Contributor, scrivo di cultura economica.Leggi di più dell'autore
Nato a Napoli, ha studiato economia e antropologia a Milano, lavorato nel marketing editoriale a Londra e Oxford e come scrittore freelance e cuoco a New York. Ha scritto, tra gli altri, per N+1, Domus, Esquire Italia, Il Tascabile e Lo Straniero. chiudi
(Getty Images)

La maggior parte delle aziende statunitensi continua ad esitare prima di immergersi nell’era dell’intelligenza artificiale. Contano l’incertezza su cosa fare, come farlo, e il terrore di fare un cattivo investimento. Gli effetti dell’AI sono avvertiti da tutti, ma dalle parole non si riesce a passare ai fatti. Lo riporta il sito Axios, secondo cui solo il 3% delle società private hanno investito a sufficienza in AI per vedere un significativo ritorno sugli investimenti.

Secondo Julia White, vicepresidente di Azure, una piattaforma di cloud computing di Microsoft, le aziende dovrebbero collaborare per raccogliere informazioni in un formato omogeneo, che vada bene a tutte. Le aspettative sono spesso esagerate, spiega White ad Axios, ma questo anche a causa delle promesse non mantenute da alcuni colossi della tecnologia cloud. “C’è stato moltissimo clamore per Watson [prodotto da IBM] e altre cose che sono risultate deludenti”. Secondo Lopez Research, l’89% delle aziende afferma che le aziende di cloud non hanno mantenuto la parola data circa le potenzialità dell’AI.

La domanda che svetta su tutte è dove risieda nel mondo dell’intelligenza artificiale il fondamentale vantaggio competitivo, che è diverso dall’efficienza fine a sè stessa. Un processo può essere compiuto 10 volte più velocemente: e questo è un miglioramente di efficienza; ma se qualcun altro può farlo 10 volte più velocemente di te o 10 volte più accuratamente, tutto ciò che resta è l’aumento dei costi, senza alcun vantaggio competitivo, per l’appunto.

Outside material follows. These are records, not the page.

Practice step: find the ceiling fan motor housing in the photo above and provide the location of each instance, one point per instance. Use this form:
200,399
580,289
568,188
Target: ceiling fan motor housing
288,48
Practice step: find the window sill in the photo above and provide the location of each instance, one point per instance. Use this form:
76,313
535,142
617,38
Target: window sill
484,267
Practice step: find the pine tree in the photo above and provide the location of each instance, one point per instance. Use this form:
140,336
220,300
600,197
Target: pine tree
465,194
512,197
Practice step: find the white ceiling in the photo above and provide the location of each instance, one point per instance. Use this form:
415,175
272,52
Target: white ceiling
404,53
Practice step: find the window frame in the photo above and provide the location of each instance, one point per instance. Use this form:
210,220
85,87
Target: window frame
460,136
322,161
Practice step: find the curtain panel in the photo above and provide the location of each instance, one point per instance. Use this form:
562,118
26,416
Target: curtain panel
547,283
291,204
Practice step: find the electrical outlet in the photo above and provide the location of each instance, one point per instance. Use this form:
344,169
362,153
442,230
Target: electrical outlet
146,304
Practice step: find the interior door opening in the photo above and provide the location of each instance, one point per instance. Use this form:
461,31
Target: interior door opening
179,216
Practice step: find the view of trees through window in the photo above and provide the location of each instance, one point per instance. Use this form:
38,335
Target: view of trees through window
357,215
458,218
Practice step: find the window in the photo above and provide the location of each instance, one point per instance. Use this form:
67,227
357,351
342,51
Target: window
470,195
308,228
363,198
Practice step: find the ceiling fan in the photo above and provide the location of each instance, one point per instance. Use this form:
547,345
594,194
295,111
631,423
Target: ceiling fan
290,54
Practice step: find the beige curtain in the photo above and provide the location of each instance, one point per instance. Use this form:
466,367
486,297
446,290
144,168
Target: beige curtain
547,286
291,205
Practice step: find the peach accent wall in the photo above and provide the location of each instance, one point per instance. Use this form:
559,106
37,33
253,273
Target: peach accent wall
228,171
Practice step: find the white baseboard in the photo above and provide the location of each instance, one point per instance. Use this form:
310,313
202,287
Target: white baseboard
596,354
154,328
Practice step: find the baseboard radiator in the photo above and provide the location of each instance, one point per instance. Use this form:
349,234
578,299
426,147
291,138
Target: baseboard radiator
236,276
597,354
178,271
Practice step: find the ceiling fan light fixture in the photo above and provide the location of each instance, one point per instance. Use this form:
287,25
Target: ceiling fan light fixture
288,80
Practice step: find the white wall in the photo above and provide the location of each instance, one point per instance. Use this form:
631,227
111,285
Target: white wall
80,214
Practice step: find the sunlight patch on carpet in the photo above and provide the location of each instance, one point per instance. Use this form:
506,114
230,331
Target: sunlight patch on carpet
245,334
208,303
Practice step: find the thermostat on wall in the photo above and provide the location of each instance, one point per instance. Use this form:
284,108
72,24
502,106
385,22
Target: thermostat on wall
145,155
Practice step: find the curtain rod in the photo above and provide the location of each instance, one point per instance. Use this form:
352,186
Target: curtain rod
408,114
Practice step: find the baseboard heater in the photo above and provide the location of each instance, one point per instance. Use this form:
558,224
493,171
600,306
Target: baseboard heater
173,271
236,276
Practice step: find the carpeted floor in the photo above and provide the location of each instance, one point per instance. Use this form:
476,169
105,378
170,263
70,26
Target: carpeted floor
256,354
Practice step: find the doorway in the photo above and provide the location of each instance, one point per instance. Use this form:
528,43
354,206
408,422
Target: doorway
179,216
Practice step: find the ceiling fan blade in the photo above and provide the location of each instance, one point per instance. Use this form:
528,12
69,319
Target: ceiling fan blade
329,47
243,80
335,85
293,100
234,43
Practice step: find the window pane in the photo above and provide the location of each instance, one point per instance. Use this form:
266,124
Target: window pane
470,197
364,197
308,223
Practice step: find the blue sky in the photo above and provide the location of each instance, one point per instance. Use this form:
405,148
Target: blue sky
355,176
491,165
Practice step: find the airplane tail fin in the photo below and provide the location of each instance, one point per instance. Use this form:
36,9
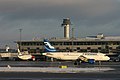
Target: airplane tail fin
48,47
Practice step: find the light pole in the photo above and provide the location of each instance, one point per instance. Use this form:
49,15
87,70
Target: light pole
20,39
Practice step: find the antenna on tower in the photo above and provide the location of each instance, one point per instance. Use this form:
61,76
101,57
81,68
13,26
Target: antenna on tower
66,24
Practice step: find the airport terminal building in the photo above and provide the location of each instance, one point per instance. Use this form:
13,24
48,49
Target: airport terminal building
98,43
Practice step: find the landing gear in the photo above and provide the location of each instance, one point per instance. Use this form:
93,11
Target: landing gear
77,62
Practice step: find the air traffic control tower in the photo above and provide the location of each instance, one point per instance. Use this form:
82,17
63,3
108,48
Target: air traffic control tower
66,24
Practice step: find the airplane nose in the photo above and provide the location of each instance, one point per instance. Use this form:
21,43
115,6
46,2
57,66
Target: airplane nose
43,53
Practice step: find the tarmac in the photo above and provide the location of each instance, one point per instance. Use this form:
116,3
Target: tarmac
54,69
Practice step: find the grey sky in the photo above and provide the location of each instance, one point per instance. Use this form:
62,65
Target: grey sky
43,18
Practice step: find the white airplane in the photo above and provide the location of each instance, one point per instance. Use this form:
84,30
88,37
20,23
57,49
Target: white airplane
73,56
25,55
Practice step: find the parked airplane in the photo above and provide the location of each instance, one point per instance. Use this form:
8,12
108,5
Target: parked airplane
73,56
25,55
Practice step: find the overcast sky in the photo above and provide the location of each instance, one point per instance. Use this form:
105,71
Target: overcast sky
43,18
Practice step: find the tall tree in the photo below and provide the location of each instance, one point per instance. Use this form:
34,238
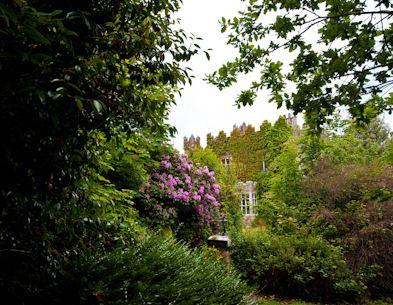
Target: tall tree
341,55
82,83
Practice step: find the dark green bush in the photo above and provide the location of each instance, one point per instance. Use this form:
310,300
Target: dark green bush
295,265
165,272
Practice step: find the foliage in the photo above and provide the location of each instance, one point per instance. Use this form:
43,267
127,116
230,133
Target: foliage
228,193
249,148
295,265
184,197
336,185
85,89
285,185
165,272
339,54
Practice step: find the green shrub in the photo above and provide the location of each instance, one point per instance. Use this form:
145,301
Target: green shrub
162,271
301,266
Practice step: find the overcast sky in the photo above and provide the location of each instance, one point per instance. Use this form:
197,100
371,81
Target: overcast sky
202,108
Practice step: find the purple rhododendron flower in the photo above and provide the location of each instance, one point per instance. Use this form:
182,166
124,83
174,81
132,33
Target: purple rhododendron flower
177,184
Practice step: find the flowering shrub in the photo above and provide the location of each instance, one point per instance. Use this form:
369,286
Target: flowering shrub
184,197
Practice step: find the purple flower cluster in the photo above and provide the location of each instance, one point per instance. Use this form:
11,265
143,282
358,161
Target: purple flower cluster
178,184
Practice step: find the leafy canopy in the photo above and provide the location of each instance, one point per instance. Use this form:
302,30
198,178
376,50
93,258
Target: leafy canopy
339,54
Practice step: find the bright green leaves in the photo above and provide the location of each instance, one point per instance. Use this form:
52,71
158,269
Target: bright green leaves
245,98
282,26
342,54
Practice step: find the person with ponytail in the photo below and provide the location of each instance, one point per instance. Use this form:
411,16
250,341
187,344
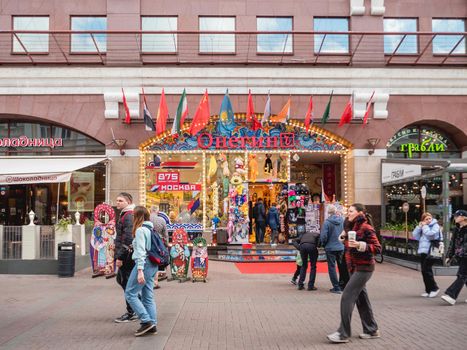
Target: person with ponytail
361,244
141,280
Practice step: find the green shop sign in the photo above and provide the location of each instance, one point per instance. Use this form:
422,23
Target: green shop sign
428,145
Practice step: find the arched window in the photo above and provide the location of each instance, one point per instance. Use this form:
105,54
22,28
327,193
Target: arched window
421,141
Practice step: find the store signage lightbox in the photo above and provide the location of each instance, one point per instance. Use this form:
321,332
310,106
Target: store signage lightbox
395,171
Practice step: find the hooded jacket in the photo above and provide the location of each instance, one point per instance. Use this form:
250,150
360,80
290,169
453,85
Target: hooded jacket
124,238
425,234
332,228
273,220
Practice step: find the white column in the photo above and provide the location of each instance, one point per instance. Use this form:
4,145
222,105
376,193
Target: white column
31,240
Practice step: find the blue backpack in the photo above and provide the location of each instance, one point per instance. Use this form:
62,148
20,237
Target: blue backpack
158,254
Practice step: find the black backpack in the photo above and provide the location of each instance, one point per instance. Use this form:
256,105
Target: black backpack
158,254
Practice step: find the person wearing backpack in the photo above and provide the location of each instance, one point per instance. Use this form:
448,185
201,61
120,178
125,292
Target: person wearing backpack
123,249
141,280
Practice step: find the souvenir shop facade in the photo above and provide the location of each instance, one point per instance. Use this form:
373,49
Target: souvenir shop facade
210,182
49,169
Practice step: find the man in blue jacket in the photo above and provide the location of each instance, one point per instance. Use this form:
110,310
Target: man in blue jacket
330,232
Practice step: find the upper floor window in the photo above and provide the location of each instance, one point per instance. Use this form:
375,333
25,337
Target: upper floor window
445,43
331,43
88,42
31,42
159,42
274,43
399,44
217,43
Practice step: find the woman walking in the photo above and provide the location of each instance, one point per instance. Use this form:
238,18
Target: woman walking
427,231
141,280
361,244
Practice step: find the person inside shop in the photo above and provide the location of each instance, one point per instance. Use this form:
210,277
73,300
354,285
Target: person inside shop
427,231
259,215
160,226
457,251
123,248
361,245
307,244
273,222
330,232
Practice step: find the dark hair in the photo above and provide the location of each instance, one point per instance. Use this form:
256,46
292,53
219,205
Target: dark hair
126,195
140,214
361,208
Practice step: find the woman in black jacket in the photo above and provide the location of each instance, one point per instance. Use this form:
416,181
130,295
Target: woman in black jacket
458,250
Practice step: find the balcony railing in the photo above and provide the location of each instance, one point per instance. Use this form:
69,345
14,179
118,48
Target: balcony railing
136,48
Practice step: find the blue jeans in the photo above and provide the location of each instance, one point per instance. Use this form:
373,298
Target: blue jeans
331,258
146,307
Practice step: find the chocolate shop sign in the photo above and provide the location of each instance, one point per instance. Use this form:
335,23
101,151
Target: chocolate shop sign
282,141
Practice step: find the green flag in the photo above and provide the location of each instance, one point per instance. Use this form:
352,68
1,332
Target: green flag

Per convincere i reticenti, Microsoft ha dichiarato di voler investire in strumenti che aiuteranno le aziende ad assemblare il proprio chatbot – vale a dire sistemi che sfruttano l’intelligenza artificiale per creare con l’utente una conversazione che abbia un senso logico – ed è stata protagonista quest’anno di diverse acquisizioni nel settore: prima Semantic Machines, all’inizio di quest’anno, per accelerare i suoi sforzi nel settore dell’intelligenza artificiale; poi, a giugno, la società Bonsai, mentre a settembre è stato il turno di Lobo, una startup di di San Francisco, nel tentativo di democratizzare lo sviluppo dell’intelligenza artificiale. Questa settimana il gigante di Redmond ha annunciato l’acquisizione di XOXCO, una società di progettazione e sviluppo di prodotti software responsabile della creazione del bot di Howdy, di Slack, che aiuta a pianificare le riunioni.

In un sondaggio pubblicato da Axios un anno fa, diversi dirigenti aziendali degli Stati Uniti hanno dichiarato al MIT-Boston Consulting Group che si aspettavano un grande impatto dall’IA sul loro business, ma pochi stavano effettivamente facendo passi avanti per adottare le tecnologie necessarie: solo 1 società su 5 aveva implementato in qualche modo l’AI, e solo 1 su 20 la usava in modo intensivo. Le barriere per l’adozione? L’accesso alle informazioni per istruire gli algoritmi; la comprensione dei benefici per le attività aziendali; una carenza di personale qualificato; altre priorità d’investimento; preoccupazione per gli aspetti relativi alla sicurezza.

La maggior parte degli intervistati non credeva, però, che l’AI avrebbe ridotto la loro forza lavoro nei cinque anni successivi; ma che, anzi, l’AI avrebbe reso necessaria l’assunzione di nuovi dipendenti per l’implementazione della tecnologia.